There are echoes in Whittaker’s performance of what previous actors have brought to the Doctor: she carries some of the energetic vibrancy and infectious enthusiasm of David Tennant, some of the unpredictable I-can-do-anything-but-I-have-no-idea-what-I’m-doing eccentricity of Matt Smith. Then there are moments where Whittaker’s Doctor feels completely different to what has come before.  She cares about people in the heroic, big-picture way that all Doctors have, but also on the smallest, most personal level of giving a stranger dignity in death when she quietly covers his body. She makes the effort to thank her companions, and affirm their good ideas— Whittaker’s doctor is alien, but with a degree of empathy we haven’t quite seen before.

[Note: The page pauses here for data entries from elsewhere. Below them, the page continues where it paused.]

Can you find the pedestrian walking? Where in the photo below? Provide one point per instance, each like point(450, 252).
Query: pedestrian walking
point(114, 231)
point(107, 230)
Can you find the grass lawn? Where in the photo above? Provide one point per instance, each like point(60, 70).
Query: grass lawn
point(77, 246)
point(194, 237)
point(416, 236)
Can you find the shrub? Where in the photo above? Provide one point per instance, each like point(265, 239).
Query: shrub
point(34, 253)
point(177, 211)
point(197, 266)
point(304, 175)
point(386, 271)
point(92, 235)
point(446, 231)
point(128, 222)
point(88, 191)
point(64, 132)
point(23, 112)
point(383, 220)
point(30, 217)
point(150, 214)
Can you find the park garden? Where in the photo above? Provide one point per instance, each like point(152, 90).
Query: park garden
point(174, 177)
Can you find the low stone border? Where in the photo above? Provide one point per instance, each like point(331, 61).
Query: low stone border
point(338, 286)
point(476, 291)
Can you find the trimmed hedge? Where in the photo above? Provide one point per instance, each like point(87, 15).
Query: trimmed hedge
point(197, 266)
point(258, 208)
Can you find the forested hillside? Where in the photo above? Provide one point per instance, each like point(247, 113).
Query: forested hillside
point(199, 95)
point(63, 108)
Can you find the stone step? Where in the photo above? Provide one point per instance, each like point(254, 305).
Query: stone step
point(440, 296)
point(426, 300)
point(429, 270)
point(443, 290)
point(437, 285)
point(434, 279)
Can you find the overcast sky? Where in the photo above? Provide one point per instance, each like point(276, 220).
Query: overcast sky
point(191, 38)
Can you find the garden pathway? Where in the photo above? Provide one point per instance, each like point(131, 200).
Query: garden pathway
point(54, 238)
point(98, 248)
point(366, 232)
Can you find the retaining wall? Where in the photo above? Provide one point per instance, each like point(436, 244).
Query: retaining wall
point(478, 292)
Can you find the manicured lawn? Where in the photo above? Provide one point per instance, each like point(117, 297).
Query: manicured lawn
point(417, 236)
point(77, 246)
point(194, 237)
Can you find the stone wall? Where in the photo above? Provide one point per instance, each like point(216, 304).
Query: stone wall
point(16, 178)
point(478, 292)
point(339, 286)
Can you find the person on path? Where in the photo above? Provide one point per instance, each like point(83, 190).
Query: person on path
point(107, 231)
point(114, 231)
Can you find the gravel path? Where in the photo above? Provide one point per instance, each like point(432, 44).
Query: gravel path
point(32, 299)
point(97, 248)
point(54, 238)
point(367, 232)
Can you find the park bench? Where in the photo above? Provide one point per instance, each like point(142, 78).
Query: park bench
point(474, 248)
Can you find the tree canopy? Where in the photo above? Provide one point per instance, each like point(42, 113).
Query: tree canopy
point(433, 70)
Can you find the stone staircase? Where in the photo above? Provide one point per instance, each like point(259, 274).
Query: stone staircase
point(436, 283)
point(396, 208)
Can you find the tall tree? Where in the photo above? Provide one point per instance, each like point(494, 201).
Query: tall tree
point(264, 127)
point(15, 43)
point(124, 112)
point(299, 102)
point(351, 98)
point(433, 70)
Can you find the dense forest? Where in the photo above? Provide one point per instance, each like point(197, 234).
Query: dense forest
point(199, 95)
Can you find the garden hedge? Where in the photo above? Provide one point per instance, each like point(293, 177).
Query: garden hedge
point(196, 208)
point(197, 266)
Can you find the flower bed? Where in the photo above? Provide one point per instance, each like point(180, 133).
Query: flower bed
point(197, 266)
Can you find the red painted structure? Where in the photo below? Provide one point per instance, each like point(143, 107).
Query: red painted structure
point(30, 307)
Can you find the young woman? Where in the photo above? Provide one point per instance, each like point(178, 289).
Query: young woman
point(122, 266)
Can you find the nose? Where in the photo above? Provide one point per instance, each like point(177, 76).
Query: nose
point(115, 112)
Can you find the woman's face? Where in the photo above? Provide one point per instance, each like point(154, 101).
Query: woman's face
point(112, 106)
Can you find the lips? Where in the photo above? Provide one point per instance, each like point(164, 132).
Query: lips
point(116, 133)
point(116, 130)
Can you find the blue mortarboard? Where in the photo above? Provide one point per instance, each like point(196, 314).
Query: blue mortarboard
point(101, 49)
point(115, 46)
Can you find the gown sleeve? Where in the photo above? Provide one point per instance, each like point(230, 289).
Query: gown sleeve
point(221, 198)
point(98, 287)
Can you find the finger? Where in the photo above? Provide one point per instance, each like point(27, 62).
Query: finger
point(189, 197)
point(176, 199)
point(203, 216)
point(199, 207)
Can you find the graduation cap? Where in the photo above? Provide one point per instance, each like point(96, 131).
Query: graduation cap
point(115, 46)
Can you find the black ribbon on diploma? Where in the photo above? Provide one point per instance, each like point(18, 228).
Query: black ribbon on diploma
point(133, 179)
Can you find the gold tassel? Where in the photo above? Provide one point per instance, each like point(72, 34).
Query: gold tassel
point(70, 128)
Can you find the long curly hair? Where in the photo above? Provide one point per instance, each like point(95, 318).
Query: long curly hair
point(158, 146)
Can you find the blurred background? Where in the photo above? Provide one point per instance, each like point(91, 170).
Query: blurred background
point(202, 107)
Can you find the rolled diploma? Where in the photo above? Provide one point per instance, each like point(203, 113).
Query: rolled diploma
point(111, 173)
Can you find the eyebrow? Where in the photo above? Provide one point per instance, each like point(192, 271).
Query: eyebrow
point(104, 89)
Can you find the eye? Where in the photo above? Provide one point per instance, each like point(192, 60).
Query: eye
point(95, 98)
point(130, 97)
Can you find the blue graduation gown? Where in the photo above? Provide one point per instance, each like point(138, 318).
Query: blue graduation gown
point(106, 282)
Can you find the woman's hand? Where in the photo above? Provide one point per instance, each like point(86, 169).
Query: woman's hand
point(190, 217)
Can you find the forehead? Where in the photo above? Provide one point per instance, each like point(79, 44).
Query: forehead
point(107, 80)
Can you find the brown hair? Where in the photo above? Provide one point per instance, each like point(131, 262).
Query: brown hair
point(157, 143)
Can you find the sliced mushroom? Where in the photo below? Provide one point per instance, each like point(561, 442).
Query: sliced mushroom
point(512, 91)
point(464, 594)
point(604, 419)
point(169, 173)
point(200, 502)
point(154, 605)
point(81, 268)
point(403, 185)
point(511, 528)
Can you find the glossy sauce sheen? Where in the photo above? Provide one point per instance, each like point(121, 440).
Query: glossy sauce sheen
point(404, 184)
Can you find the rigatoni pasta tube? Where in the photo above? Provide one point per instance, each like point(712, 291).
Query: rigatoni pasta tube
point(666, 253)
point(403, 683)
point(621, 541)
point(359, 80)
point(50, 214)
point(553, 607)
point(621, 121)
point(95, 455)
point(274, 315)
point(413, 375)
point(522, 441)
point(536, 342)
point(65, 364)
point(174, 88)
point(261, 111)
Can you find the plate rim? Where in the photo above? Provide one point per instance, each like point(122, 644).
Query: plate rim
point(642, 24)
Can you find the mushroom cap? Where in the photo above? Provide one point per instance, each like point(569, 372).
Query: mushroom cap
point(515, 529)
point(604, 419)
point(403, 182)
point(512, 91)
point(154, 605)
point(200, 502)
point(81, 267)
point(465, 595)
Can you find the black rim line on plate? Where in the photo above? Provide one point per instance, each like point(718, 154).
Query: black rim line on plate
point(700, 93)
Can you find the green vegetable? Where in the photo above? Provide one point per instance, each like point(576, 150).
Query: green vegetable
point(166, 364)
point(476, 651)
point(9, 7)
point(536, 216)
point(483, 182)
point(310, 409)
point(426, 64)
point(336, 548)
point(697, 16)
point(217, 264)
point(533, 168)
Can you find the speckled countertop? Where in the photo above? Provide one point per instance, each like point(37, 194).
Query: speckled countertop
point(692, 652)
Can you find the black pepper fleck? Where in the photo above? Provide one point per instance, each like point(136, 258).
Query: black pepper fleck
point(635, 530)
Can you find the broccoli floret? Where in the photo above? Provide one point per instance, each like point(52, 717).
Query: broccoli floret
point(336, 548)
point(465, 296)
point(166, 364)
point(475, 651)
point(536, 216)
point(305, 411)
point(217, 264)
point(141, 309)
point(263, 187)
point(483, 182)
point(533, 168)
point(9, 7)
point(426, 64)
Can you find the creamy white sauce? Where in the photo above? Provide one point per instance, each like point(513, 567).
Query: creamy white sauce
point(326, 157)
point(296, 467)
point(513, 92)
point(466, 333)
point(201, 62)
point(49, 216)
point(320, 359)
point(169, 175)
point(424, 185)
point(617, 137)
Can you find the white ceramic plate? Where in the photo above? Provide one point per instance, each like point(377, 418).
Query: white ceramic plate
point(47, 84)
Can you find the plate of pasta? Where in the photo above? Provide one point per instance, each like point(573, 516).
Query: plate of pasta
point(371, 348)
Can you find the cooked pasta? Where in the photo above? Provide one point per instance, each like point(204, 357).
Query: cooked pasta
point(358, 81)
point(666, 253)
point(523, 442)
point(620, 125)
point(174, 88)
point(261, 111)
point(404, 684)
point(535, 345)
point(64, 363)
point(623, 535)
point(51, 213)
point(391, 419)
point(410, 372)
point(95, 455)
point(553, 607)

After the older, more cerebral Capaldi, Whittaker’s more practical Doctor is refreshing.  Building a sonic screwdriver from Sheffield steel using a massive flamethrower, leaping from cranes, MacGyvering interstellar transport with a microwave—this kind of stuff isn’t completely new to Who, but Whittaker brings an energy to it that’s utterly compelling.  Bug-eyed welding goggles give her an alienness that’s also very human, which is always what’s marked the Doctor at their best.

The TARDIS crew accompanying her are great, too— I was worried that after spending days (weeks?) avoiding my dissertation and binge-watching The Chase, I’d only be able to see Bradley Walsh as Bradley Walsh, waiting for him to corpse if someone said “fanny”.  But he’s surprisingly sympathetic, reminiscent of Bernard Cribbins as Wilfred Mott in series 4. It’s very much to Walsh’s credit that he manages to make Graham such a sympathetic character, despite some quite nasty moments.

Whittaker is simultaneously Doctor Who as we’ve always known and loved it, and also Doctor Who like we haven’t quite seen before. In her own words, “Right— this is gonna be fun!”